Thursday, October 06, 2005
Did I really see that? Heading south on I-275 from USF to downtown, there is a billboard sign for a funeral home with a tag line that says something like, Celebrate Life. All good. But the image is of a way too happy woman laughing at ... You tell me?
Last night I attended the monthly meeting of Tampa Writers' Alliance. It meets on the first Wednesday of each month at the downtown Tampa library (German something). Warner Conarton gave a great talk about using the Karpman triangle (victim, rescuer, persecutor), a psychotherapy theory, when plotting. I guess you had to be there. And really, you ought to be there if you are a writer in the Tampa area. It's a great, eclectic group of writers supporting writers. Next month the topic will be science fiction writing. Look for the Tampa Writers' Alliance booth (and the Hoyden Press/Parvenue Throws A Party booth) at the St. Pete Times Festival of Reading on October 29.

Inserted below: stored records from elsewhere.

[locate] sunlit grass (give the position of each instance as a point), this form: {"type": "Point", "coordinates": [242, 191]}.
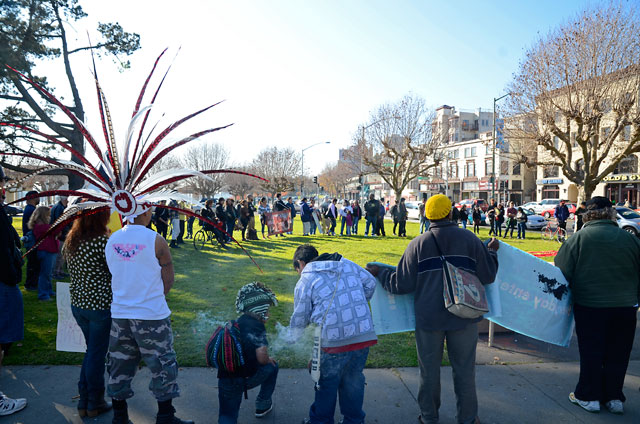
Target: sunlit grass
{"type": "Point", "coordinates": [206, 285]}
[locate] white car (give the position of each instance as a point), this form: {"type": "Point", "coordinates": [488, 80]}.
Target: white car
{"type": "Point", "coordinates": [413, 210]}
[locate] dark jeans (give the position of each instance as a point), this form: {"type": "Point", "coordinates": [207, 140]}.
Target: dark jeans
{"type": "Point", "coordinates": [95, 326]}
{"type": "Point", "coordinates": [47, 261]}
{"type": "Point", "coordinates": [33, 270]}
{"type": "Point", "coordinates": [231, 390]}
{"type": "Point", "coordinates": [371, 221]}
{"type": "Point", "coordinates": [340, 376]}
{"type": "Point", "coordinates": [605, 339]}
{"type": "Point", "coordinates": [461, 348]}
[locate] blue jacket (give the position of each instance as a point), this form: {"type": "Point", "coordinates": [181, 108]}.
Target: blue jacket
{"type": "Point", "coordinates": [305, 212]}
{"type": "Point", "coordinates": [562, 212]}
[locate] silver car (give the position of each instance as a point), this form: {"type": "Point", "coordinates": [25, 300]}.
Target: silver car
{"type": "Point", "coordinates": [628, 220]}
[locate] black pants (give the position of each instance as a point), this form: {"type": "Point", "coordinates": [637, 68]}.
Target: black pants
{"type": "Point", "coordinates": [402, 231]}
{"type": "Point", "coordinates": [605, 339]}
{"type": "Point", "coordinates": [33, 270]}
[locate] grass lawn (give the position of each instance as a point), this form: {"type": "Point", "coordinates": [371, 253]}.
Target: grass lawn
{"type": "Point", "coordinates": [206, 285]}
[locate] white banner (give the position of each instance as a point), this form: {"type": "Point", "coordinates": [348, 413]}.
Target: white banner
{"type": "Point", "coordinates": [69, 337]}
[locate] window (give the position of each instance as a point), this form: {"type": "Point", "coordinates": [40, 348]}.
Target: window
{"type": "Point", "coordinates": [470, 169]}
{"type": "Point", "coordinates": [516, 169]}
{"type": "Point", "coordinates": [453, 170]}
{"type": "Point", "coordinates": [550, 171]}
{"type": "Point", "coordinates": [488, 167]}
{"type": "Point", "coordinates": [504, 167]}
{"type": "Point", "coordinates": [627, 165]}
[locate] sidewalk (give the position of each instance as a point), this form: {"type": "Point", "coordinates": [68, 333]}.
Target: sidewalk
{"type": "Point", "coordinates": [527, 393]}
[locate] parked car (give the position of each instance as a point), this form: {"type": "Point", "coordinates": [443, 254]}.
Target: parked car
{"type": "Point", "coordinates": [413, 210]}
{"type": "Point", "coordinates": [628, 220]}
{"type": "Point", "coordinates": [532, 206]}
{"type": "Point", "coordinates": [550, 212]}
{"type": "Point", "coordinates": [534, 221]}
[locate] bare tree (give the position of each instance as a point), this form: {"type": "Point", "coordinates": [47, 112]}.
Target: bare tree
{"type": "Point", "coordinates": [240, 185]}
{"type": "Point", "coordinates": [205, 156]}
{"type": "Point", "coordinates": [575, 97]}
{"type": "Point", "coordinates": [336, 177]}
{"type": "Point", "coordinates": [279, 166]}
{"type": "Point", "coordinates": [399, 143]}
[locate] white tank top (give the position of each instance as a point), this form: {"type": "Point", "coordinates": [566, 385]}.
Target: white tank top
{"type": "Point", "coordinates": [138, 291]}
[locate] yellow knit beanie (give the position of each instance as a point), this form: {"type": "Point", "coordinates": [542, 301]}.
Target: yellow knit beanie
{"type": "Point", "coordinates": [438, 207]}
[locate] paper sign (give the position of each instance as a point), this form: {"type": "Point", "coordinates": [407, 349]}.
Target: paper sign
{"type": "Point", "coordinates": [69, 337]}
{"type": "Point", "coordinates": [534, 297]}
{"type": "Point", "coordinates": [278, 222]}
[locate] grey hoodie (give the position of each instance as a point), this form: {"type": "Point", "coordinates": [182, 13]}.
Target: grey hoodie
{"type": "Point", "coordinates": [349, 318]}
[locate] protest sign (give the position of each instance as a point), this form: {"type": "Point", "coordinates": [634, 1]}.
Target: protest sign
{"type": "Point", "coordinates": [534, 297]}
{"type": "Point", "coordinates": [278, 222]}
{"type": "Point", "coordinates": [391, 313]}
{"type": "Point", "coordinates": [69, 337]}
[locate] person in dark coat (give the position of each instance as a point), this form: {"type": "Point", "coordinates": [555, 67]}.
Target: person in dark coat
{"type": "Point", "coordinates": [420, 272]}
{"type": "Point", "coordinates": [11, 306]}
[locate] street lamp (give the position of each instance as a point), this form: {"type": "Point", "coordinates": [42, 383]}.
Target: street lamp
{"type": "Point", "coordinates": [493, 158]}
{"type": "Point", "coordinates": [302, 173]}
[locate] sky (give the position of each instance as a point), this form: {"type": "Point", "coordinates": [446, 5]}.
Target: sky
{"type": "Point", "coordinates": [293, 73]}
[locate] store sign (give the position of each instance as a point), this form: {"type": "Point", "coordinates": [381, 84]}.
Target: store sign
{"type": "Point", "coordinates": [549, 181]}
{"type": "Point", "coordinates": [615, 178]}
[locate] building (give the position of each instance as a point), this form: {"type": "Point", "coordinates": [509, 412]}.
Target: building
{"type": "Point", "coordinates": [465, 171]}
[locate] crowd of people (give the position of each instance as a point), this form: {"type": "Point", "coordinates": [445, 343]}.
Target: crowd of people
{"type": "Point", "coordinates": [119, 284]}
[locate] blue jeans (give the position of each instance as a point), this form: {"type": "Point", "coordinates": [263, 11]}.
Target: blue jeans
{"type": "Point", "coordinates": [340, 375]}
{"type": "Point", "coordinates": [95, 325]}
{"type": "Point", "coordinates": [424, 225]}
{"type": "Point", "coordinates": [521, 229]}
{"type": "Point", "coordinates": [231, 390]}
{"type": "Point", "coordinates": [47, 261]}
{"type": "Point", "coordinates": [373, 221]}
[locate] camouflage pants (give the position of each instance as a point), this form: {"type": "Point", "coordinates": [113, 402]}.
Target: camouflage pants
{"type": "Point", "coordinates": [150, 340]}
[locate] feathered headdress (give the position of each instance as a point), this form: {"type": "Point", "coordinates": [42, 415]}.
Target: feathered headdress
{"type": "Point", "coordinates": [121, 180]}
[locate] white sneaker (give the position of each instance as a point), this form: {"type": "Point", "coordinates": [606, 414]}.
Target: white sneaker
{"type": "Point", "coordinates": [615, 407]}
{"type": "Point", "coordinates": [590, 406]}
{"type": "Point", "coordinates": [8, 406]}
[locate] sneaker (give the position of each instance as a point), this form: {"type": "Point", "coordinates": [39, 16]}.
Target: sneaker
{"type": "Point", "coordinates": [9, 406]}
{"type": "Point", "coordinates": [615, 407]}
{"type": "Point", "coordinates": [262, 412]}
{"type": "Point", "coordinates": [590, 406]}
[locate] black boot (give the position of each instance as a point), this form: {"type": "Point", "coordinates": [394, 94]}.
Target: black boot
{"type": "Point", "coordinates": [97, 405]}
{"type": "Point", "coordinates": [120, 412]}
{"type": "Point", "coordinates": [166, 415]}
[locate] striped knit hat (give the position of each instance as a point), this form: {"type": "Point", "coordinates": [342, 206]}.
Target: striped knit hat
{"type": "Point", "coordinates": [255, 298]}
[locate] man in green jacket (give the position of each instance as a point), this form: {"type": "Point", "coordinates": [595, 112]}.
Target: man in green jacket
{"type": "Point", "coordinates": [601, 262]}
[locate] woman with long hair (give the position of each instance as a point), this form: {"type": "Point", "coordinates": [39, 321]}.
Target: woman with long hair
{"type": "Point", "coordinates": [84, 250]}
{"type": "Point", "coordinates": [47, 250]}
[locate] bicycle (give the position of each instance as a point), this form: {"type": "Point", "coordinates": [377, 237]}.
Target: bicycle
{"type": "Point", "coordinates": [558, 234]}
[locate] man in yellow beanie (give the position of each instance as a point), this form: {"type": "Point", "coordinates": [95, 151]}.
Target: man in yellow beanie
{"type": "Point", "coordinates": [420, 272]}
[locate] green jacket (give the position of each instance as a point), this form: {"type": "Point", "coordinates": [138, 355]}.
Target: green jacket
{"type": "Point", "coordinates": [601, 262]}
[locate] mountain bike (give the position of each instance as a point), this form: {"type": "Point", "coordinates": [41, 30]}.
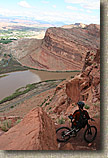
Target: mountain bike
{"type": "Point", "coordinates": [65, 133]}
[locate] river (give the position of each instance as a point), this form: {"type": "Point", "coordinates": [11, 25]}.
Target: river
{"type": "Point", "coordinates": [14, 80]}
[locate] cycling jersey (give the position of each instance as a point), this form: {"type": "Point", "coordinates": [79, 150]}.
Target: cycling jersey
{"type": "Point", "coordinates": [77, 115]}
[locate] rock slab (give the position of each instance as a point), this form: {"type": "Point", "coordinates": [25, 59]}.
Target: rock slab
{"type": "Point", "coordinates": [35, 132]}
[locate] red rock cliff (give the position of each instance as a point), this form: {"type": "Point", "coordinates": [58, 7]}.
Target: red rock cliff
{"type": "Point", "coordinates": [61, 49]}
{"type": "Point", "coordinates": [35, 132]}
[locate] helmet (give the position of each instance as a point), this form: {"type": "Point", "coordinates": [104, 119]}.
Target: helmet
{"type": "Point", "coordinates": [81, 104]}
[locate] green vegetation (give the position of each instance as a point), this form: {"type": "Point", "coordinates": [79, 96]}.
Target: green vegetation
{"type": "Point", "coordinates": [10, 65]}
{"type": "Point", "coordinates": [5, 125]}
{"type": "Point", "coordinates": [28, 88]}
{"type": "Point", "coordinates": [3, 76]}
{"type": "Point", "coordinates": [20, 32]}
{"type": "Point", "coordinates": [5, 41]}
{"type": "Point", "coordinates": [52, 71]}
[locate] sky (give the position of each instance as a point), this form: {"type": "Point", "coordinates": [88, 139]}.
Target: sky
{"type": "Point", "coordinates": [66, 11]}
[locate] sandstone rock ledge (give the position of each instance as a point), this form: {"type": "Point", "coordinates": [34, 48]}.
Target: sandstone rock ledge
{"type": "Point", "coordinates": [35, 132]}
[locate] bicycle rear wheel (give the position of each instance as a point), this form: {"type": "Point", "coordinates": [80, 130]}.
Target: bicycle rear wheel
{"type": "Point", "coordinates": [90, 134]}
{"type": "Point", "coordinates": [63, 134]}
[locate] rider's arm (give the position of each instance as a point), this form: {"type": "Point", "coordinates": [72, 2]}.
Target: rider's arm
{"type": "Point", "coordinates": [87, 115]}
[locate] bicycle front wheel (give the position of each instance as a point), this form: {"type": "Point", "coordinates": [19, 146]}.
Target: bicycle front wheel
{"type": "Point", "coordinates": [63, 134]}
{"type": "Point", "coordinates": [90, 134]}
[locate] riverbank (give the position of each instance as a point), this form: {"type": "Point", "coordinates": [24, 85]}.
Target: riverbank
{"type": "Point", "coordinates": [25, 93]}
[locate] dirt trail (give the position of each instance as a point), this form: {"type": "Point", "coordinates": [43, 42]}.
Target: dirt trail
{"type": "Point", "coordinates": [78, 142]}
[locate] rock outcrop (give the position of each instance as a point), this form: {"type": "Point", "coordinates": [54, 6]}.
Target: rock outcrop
{"type": "Point", "coordinates": [86, 86]}
{"type": "Point", "coordinates": [61, 49]}
{"type": "Point", "coordinates": [83, 87]}
{"type": "Point", "coordinates": [35, 132]}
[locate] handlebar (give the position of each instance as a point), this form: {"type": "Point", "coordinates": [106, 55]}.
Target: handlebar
{"type": "Point", "coordinates": [92, 119]}
{"type": "Point", "coordinates": [70, 117]}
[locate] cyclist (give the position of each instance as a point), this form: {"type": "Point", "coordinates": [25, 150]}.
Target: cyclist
{"type": "Point", "coordinates": [80, 116]}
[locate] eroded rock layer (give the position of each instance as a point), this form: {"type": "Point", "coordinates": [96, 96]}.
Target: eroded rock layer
{"type": "Point", "coordinates": [61, 49]}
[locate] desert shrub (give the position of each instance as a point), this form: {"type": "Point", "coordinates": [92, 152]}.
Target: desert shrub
{"type": "Point", "coordinates": [18, 121]}
{"type": "Point", "coordinates": [6, 125]}
{"type": "Point", "coordinates": [86, 106]}
{"type": "Point", "coordinates": [61, 120]}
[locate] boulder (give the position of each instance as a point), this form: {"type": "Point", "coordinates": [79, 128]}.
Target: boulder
{"type": "Point", "coordinates": [35, 132]}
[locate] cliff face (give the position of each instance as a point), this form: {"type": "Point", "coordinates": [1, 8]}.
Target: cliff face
{"type": "Point", "coordinates": [88, 82]}
{"type": "Point", "coordinates": [83, 87]}
{"type": "Point", "coordinates": [35, 132]}
{"type": "Point", "coordinates": [61, 49]}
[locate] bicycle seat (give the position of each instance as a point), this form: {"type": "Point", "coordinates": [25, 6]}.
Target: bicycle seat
{"type": "Point", "coordinates": [70, 117]}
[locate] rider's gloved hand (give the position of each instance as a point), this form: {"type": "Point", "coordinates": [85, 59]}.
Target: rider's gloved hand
{"type": "Point", "coordinates": [92, 119]}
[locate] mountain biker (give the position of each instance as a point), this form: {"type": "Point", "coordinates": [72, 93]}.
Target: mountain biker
{"type": "Point", "coordinates": [80, 116]}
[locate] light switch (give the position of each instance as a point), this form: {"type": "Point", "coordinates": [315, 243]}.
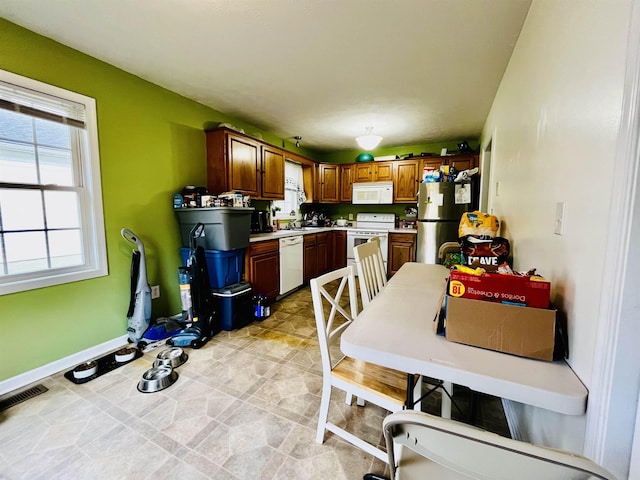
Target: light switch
{"type": "Point", "coordinates": [558, 228]}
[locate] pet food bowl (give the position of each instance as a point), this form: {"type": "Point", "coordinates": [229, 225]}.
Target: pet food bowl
{"type": "Point", "coordinates": [125, 354]}
{"type": "Point", "coordinates": [172, 357]}
{"type": "Point", "coordinates": [157, 378]}
{"type": "Point", "coordinates": [85, 370]}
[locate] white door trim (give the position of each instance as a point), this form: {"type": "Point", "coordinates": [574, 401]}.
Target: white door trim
{"type": "Point", "coordinates": [615, 385]}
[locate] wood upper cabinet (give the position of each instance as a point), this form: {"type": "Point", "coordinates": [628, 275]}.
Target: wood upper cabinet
{"type": "Point", "coordinates": [373, 171]}
{"type": "Point", "coordinates": [262, 267]}
{"type": "Point", "coordinates": [346, 182]}
{"type": "Point", "coordinates": [272, 173]}
{"type": "Point", "coordinates": [383, 171]}
{"type": "Point", "coordinates": [329, 182]}
{"type": "Point", "coordinates": [402, 249]}
{"type": "Point", "coordinates": [405, 181]}
{"type": "Point", "coordinates": [240, 163]}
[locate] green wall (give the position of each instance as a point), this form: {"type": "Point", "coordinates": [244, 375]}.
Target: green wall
{"type": "Point", "coordinates": [152, 143]}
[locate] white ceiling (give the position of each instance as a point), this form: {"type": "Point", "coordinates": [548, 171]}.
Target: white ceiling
{"type": "Point", "coordinates": [417, 71]}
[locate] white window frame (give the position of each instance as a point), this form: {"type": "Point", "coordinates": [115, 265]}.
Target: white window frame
{"type": "Point", "coordinates": [90, 193]}
{"type": "Point", "coordinates": [286, 215]}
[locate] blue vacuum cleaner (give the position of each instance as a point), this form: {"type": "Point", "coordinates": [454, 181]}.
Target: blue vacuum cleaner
{"type": "Point", "coordinates": [198, 313]}
{"type": "Point", "coordinates": [139, 313]}
{"type": "Point", "coordinates": [141, 330]}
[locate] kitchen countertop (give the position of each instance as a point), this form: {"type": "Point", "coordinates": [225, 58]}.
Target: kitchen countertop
{"type": "Point", "coordinates": [260, 237]}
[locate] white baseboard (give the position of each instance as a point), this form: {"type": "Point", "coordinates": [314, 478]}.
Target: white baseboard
{"type": "Point", "coordinates": [512, 419]}
{"type": "Point", "coordinates": [39, 373]}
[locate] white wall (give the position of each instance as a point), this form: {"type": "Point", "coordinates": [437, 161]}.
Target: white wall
{"type": "Point", "coordinates": [554, 126]}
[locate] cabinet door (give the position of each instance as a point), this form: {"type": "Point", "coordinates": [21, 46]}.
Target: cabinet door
{"type": "Point", "coordinates": [266, 278]}
{"type": "Point", "coordinates": [383, 171]}
{"type": "Point", "coordinates": [309, 262]}
{"type": "Point", "coordinates": [272, 173]}
{"type": "Point", "coordinates": [363, 172]}
{"type": "Point", "coordinates": [329, 183]}
{"type": "Point", "coordinates": [346, 182]}
{"type": "Point", "coordinates": [405, 181]}
{"type": "Point", "coordinates": [323, 264]}
{"type": "Point", "coordinates": [339, 253]}
{"type": "Point", "coordinates": [244, 166]}
{"type": "Point", "coordinates": [402, 249]}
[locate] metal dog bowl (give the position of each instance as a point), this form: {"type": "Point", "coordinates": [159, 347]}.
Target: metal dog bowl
{"type": "Point", "coordinates": [157, 378]}
{"type": "Point", "coordinates": [172, 357]}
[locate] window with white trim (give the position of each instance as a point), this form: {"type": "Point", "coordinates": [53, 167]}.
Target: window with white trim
{"type": "Point", "coordinates": [51, 219]}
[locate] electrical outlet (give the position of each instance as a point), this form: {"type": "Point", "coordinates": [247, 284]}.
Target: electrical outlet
{"type": "Point", "coordinates": [155, 291]}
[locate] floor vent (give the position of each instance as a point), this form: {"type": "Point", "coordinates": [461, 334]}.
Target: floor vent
{"type": "Point", "coordinates": [22, 396]}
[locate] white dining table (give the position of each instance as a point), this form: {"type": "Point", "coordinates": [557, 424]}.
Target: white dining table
{"type": "Point", "coordinates": [397, 330]}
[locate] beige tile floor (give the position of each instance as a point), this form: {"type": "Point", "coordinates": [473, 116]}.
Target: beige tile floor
{"type": "Point", "coordinates": [244, 407]}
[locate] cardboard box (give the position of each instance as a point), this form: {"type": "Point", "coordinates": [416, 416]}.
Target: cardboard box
{"type": "Point", "coordinates": [524, 331]}
{"type": "Point", "coordinates": [495, 287]}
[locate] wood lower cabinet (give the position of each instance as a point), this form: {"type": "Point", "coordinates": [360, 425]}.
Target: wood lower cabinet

Wednesday, October 05, 2005
Re: Travel In Trafalgar Square in London, there now resides a beautiful, controversial, powerful, moving piece of art: Alison Lapper Pregnant. It sits on the Fourth Plinth and will be there until sometime in 2007. It was just unveiled a couple of weeks ago. For more about the artist and the real-life subject of the sculpture, check out this article. For my snapshot, see the last post. It really is amazing.
Tuesday, October 04, 2005
Monday, October 03, 2005
Hi to those of you who popped over to pay me a visit today after Tommy made my introduction on his site. I'm sending him a post tomorrow for Sticks of Fire from my London trip (which technically I'm still on because I'm still in transit as we speak). I'm delighted to collaberate with the Sticks of Fire gang because I too love all things Tampa. Chat with you soon. Wendy
Re: me I'm sitting in the Detroit airport on my way home to Tampa from London. Can I just say that London is my favorite city? Yes I can. London is my favorite city. On this trip I did some research for my next novel and I got to see Ewen McGregor in Guys and Dolls. He really is not a great singer but he looks good and his rendition of Luck Be A Lady had me swooning. My hotel was a bit dodgy, to say the least. As you opened the door it smacked into the bed. When you sat on the toilet, your left foot was in the shower. High on one wall was a hole that looked suspiciously like a bullet hole. Oh, and my door had a very flimsy little handle lock so I felt compelled to lodge a chair in front of it so that the three sozzled blokes who overheard me asking for my room key couldn't try to pay me a visit. And London is still my favorite city. Next time, however, I may not jump at the too-good-to-be-true bargain package offered on Travelocity. The upside to having paid next to nothing for my hotel? I could afford high tea at the Savoy, two shows, one tour bus, shopping at Harrod's, and a bunch of other stuff on my whirlwind weekend abroad. Life is good.